Por entonces nos gustaba estar tristes, seguramente porque lo confundíamos con estar vivos. Nos íbamos a vivir a esas canciones donde hacía tanto frío y cerrábamos los ojos al tararearlas. Nunca lograríamos superar esa ruptura, nunca, hasta entonces, nos habían dejado un agujero en el centro del pecho por el que se colaba un silbido de aire tan helado que hacía que dolieran todos los huesos del cuerpo.

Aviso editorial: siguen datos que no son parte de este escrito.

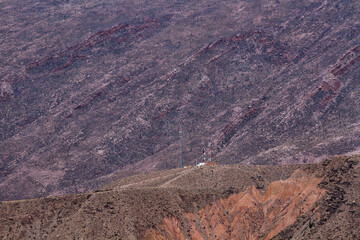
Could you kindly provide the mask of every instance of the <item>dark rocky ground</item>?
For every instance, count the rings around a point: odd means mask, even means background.
[[[0,199],[356,153],[355,0],[2,1]]]

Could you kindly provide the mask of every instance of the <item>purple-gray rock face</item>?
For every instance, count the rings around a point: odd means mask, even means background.
[[[0,200],[360,152],[357,0],[0,3]]]

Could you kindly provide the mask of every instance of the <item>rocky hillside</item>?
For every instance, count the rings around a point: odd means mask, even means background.
[[[0,3],[0,199],[360,151],[357,0]]]
[[[135,175],[0,203],[2,239],[359,239],[360,156]]]

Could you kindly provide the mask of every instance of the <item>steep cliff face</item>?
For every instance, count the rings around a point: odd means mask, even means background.
[[[252,186],[203,209],[195,206],[184,216],[187,227],[174,217],[166,218],[143,239],[271,239],[322,198],[320,181],[296,171],[285,181],[272,182],[265,192]]]

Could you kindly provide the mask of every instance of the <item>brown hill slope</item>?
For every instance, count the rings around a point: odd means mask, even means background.
[[[0,237],[357,239],[359,162],[175,169],[89,194],[1,202]]]
[[[0,199],[357,152],[358,0],[0,3]]]

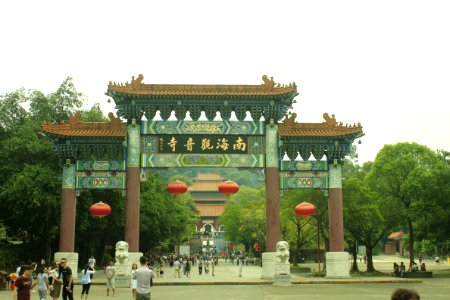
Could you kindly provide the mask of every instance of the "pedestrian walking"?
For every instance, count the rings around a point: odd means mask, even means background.
[[[191,264],[189,261],[186,261],[185,274],[187,278],[191,275]]]
[[[45,300],[47,299],[47,287],[48,287],[48,274],[47,274],[47,268],[41,264],[38,267],[38,275],[37,275],[37,285],[38,285],[38,293],[39,293],[39,299]]]
[[[201,260],[198,261],[198,275],[202,275],[203,263]]]
[[[62,278],[63,300],[73,300],[73,276],[72,269],[67,265],[67,259],[62,258],[59,266],[59,274]]]
[[[35,283],[31,281],[31,273],[34,267],[30,265],[24,265],[20,269],[22,275],[16,279],[15,286],[17,290],[17,300],[30,300],[30,289],[35,286]]]
[[[239,277],[242,277],[242,266],[244,265],[244,257],[239,256],[237,261],[238,261],[238,265],[239,265]]]
[[[180,278],[180,268],[181,268],[181,264],[180,261],[177,259],[173,262],[173,269],[175,272],[175,278]]]
[[[131,266],[131,295],[133,296],[133,300],[136,300],[136,288],[137,288],[137,279],[136,279],[136,270],[137,264],[133,264]]]

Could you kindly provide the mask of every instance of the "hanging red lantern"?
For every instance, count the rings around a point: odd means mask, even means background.
[[[316,206],[308,202],[302,202],[295,207],[294,211],[297,216],[306,217],[316,212]]]
[[[102,201],[92,204],[89,213],[93,217],[103,218],[111,213],[111,206]]]
[[[235,194],[239,191],[239,185],[236,182],[227,180],[219,184],[219,192],[224,194]]]
[[[183,181],[179,181],[178,179],[174,182],[170,182],[167,185],[167,192],[175,195],[184,194],[186,193],[187,189],[188,187],[186,183],[184,183]]]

Escuchábamos a Los Secretos porque sus canciones eran el resumen perfecto de nuestra primera tragedia. Enrique Urquijo me parecía mucho más guapo que David Summers, dónde va usted a parar, porque tenía unos ojos tristes que te hacían pensar en la mala suerte, en todos los caminos equivocados. Cantaba con esa voz que parecía llegar desde algún lugar oscuro y que tenía a veces el temblor de un grifo cerrado durante mucho tiempo. Los Secretos eran el grupo que te hacía cantar mientras llorabas y bebías de una litrona miserable, se colaba a través de las paredes del baño de aquellos bares cuando te escondías allí para seguir llorando a puerta cerrada porque él no se había pasado por ahí ese sábado y habías entendido de pronto que hay formas de decir adiós que no usan de las palabras ni los grandes gestos.

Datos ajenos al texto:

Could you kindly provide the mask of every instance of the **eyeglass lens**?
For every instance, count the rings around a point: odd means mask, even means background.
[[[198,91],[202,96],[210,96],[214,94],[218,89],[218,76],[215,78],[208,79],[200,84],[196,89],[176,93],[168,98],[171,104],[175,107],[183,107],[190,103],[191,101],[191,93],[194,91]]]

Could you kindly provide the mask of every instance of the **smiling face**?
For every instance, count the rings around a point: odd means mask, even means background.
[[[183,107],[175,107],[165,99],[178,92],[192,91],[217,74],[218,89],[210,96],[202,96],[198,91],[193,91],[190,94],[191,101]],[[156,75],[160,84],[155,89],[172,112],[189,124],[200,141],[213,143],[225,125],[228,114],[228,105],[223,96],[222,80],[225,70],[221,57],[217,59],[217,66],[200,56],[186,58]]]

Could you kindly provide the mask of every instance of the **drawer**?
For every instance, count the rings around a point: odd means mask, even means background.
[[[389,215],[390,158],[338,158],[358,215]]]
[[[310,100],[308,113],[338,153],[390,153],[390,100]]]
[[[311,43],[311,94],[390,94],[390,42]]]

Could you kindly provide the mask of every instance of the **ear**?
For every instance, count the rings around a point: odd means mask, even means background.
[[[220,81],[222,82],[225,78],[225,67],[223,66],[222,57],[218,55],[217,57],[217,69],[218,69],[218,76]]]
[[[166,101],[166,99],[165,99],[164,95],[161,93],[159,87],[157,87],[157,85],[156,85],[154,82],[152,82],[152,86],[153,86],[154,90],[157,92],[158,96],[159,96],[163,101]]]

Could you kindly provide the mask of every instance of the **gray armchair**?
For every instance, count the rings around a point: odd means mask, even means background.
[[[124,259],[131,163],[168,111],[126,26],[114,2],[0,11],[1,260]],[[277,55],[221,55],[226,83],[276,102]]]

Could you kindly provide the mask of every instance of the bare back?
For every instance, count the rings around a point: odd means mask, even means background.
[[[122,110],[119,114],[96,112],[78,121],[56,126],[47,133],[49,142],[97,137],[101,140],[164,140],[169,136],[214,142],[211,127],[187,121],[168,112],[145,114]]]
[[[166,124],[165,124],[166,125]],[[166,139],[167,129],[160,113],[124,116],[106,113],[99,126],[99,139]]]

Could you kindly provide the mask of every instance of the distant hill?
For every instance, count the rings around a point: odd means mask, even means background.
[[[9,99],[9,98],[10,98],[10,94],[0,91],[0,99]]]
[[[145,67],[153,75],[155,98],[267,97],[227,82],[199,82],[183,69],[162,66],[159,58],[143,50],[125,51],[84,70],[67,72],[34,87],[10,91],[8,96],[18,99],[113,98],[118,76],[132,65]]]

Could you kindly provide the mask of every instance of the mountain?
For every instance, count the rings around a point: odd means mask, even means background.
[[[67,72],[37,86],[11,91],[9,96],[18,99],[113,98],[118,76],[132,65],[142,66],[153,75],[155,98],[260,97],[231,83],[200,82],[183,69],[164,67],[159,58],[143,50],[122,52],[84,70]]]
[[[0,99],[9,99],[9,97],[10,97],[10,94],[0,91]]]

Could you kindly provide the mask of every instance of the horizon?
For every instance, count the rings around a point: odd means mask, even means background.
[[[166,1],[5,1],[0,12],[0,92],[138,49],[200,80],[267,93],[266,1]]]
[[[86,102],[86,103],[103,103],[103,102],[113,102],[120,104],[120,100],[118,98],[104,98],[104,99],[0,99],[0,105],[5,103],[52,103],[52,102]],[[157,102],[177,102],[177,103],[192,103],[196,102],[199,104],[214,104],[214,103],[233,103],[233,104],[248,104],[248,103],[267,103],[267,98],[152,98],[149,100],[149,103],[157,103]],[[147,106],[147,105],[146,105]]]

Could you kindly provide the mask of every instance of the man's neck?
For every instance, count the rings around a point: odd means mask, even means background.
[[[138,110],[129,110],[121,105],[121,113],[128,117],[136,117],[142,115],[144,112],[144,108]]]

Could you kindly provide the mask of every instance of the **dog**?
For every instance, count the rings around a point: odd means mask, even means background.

Te curabas. Pese a todo volvías a estrenar un vestido después de la resaca. Se ponían de moda otras canciones, otros bares, otros chicos. Cantabas de lejos «Sobre un vidrio mojado escribí su nombre…», que era tu favorita, recordando en tercera persona lo triste que estuviste, la enormidad de aquel dolor que habías sentido.

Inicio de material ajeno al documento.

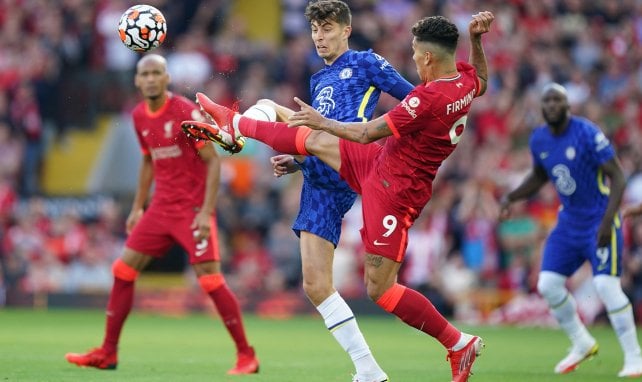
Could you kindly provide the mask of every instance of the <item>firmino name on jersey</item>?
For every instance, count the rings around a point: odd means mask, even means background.
[[[449,103],[448,105],[446,105],[446,115],[457,112],[470,105],[470,103],[473,102],[473,98],[475,98],[475,90],[471,90],[470,93],[466,94],[457,101]]]

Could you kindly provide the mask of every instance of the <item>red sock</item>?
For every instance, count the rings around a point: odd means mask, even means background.
[[[107,304],[107,322],[105,339],[102,348],[108,353],[118,350],[118,340],[125,320],[134,303],[134,282],[114,277],[109,303]]]
[[[305,140],[312,130],[309,127],[288,127],[285,122],[257,121],[247,117],[239,120],[239,131],[283,154],[309,155]]]
[[[395,284],[377,300],[377,304],[413,328],[435,337],[447,349],[459,340],[459,330],[439,313],[430,300],[413,289]]]
[[[223,275],[220,273],[203,275],[198,278],[198,281],[216,305],[218,314],[236,344],[236,351],[238,353],[249,352],[250,345],[245,337],[239,302],[225,283]]]

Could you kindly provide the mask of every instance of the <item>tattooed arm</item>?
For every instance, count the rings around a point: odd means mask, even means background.
[[[383,117],[368,122],[339,122],[323,117],[299,98],[295,97],[294,100],[301,106],[301,110],[290,116],[290,127],[307,126],[313,130],[323,130],[339,138],[359,143],[370,143],[392,135],[392,130]]]

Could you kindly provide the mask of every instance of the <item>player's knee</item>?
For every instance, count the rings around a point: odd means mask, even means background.
[[[389,288],[389,286],[386,286],[384,284],[378,283],[375,280],[372,279],[367,279],[366,280],[366,293],[368,294],[368,297],[372,301],[378,301],[381,296],[383,296],[384,293],[386,293],[386,290]]]
[[[609,275],[597,275],[593,277],[593,285],[600,300],[606,306],[607,311],[621,309],[629,304],[629,299],[622,290],[620,278]]]
[[[537,291],[551,305],[556,305],[566,298],[566,276],[559,273],[543,271],[537,280]]]
[[[111,267],[111,273],[114,277],[125,281],[135,281],[138,278],[138,272],[135,268],[124,262],[122,259],[116,259]]]
[[[332,283],[329,285],[319,279],[304,279],[303,291],[308,299],[316,306],[322,303],[334,292]]]

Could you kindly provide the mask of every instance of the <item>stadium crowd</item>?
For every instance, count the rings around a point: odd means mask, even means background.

Mucho tiempo después Enrique Urquijo apareció sentado en un portal de Madrid, con los ojos tristes abiertos, como si quisiera mirar de frente a la muerte que llevaba tanto tiempo siguiendo sus pasos. Lo sentiste como cuando encontraban a uno de los buenos chicos perdidos de tu barrio, con la jeringa atravesada en el brazo, partidos en dos por un mal chute. Lo sentiste como si él hubiera tenido el detalle de seguirte con su guitarra por todos los bares del Rollo, cantándote al oído la banda sonora del primer gran dolor de tu vida.